Figure 2: Asset performance when the 10-year US rate monthly change rises more than one sigma

Source: Bloomberg, Unigestion, as of 30 April 2022

Is this time different?

The reversal of some historic asset correlations vs. real yields over the past month suggests that the market is indeed pessimistic on growth. As shown in Figure 3, the S&P500 correlated very negatively to real yields, while the Dollar Fed trade-weighted correlated even more positively. US equity correlation to real rates is at the record lows and in the last percentile since 1999. Regarding commodities, Gold has materially decoupled vs. real yields. Besides structural factors supporting higher gold prices, the divergence between gold and real rates is common when higher rates trigger growth concerns. This is also consistent with downward revised consensus GDP. As mentioned previously, the Energy sector exhibits a higher correlation to real assets than usual, currently in the 91st percentile.
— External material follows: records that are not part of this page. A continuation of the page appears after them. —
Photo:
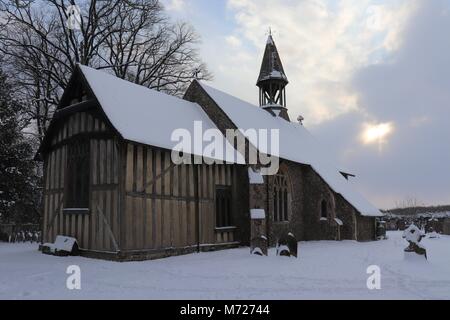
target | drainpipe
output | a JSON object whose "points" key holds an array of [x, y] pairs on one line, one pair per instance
{"points": [[197, 205]]}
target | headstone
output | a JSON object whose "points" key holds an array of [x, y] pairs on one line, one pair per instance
{"points": [[283, 247], [292, 245], [414, 236], [259, 245], [63, 246]]}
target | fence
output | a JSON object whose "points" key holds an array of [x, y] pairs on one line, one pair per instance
{"points": [[20, 233]]}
Finally, the US dollar trade-weighted index kept its typical relationship to real yields, and we believe that a continuation of the bonds sell-off might eventually trigger FX interventions, due to the negative impact on future inflation for weaker currencies.
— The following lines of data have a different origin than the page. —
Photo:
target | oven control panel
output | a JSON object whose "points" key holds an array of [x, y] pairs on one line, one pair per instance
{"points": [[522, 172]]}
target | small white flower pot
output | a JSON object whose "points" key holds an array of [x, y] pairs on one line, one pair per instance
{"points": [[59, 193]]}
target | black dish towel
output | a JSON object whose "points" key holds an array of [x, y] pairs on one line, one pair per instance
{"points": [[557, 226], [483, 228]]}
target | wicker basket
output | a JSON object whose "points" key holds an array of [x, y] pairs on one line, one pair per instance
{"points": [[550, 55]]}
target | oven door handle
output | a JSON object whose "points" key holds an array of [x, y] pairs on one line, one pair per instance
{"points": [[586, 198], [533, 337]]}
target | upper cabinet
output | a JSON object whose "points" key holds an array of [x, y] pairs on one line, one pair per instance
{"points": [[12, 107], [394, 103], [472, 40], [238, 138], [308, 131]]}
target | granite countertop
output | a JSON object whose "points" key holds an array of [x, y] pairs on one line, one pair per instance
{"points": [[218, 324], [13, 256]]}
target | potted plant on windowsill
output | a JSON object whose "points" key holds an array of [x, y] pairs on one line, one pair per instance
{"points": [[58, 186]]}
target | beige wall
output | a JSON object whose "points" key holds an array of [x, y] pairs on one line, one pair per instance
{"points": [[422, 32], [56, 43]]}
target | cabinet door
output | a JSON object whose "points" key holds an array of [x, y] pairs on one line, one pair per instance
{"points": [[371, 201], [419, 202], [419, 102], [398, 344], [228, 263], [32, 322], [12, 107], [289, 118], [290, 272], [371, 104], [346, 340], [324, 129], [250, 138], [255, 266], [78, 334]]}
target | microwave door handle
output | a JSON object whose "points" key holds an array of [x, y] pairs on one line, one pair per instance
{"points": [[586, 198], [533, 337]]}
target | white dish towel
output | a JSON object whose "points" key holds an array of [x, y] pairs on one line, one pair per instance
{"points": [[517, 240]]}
Figure 3: Correlation between 10yr real rates and major assets

Source: Bloomberg, Unigestion, as of 30 April 2022

Stop or go even higher?

As shown historically, this kind of upside adjustment in real rates occurred in a short period (two to six months) and is usually associated with a Fed hiking cycle (Figure 4). After a 100bps adjustment over the last two months, should we consider the process as completed?
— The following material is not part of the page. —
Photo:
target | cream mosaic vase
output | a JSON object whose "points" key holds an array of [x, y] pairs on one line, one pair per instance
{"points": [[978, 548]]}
Figure 4: Historical monthly change in US 10-year real rates and Fed Fund rates

Source: Bloomberg, Unigestion, as of 30 April 2022

The answer depends on whether you focus on the absolute level or the change over that period. Over the last three Fed-hiking cycles since 1999, the change in real rates was on average 110 basis points, hence quite similar to the current adjustment. Nevertheless, history also shows that the Fed never stops to tighten financial conditions before 10-year real rates turn positive (4.2% in 2000, 2.5% in 2007 and 1% in 2018). Given that the current context features a record overshoot of inflation vs. its target and that the starting point for monetary normalisation is unusually accommodative, it seems reasonable to expect a larger rise in real rates and terminal real rates close to those seen during 2015/2018 hiking cycle, around 1%. If history repeats itself, we should continue to experience an environment driven by sudden volatility spikes and short-term correlation shocks. On a longer-term horizon however, higher real rates would also underline central bank credibility and confirm the Fed scenario, which sees the US economy as strong enough to absorb the current financial tightening.

Unigestion Nowcasting

World Growth Nowcaster

World Inflation Nowcaster

Market Stress Nowcaster

Weekly Change

  • Last week, our World Growth Nowcaster declined slightly, as US and Chinese economies slowed.
  • Our World Inflation Nowcaster moved up slightly with most economies seeing additional inflationary pressures.
  • Our Market Stress Nowcaster was steady, as improving liquidity was offset by higher volatilities.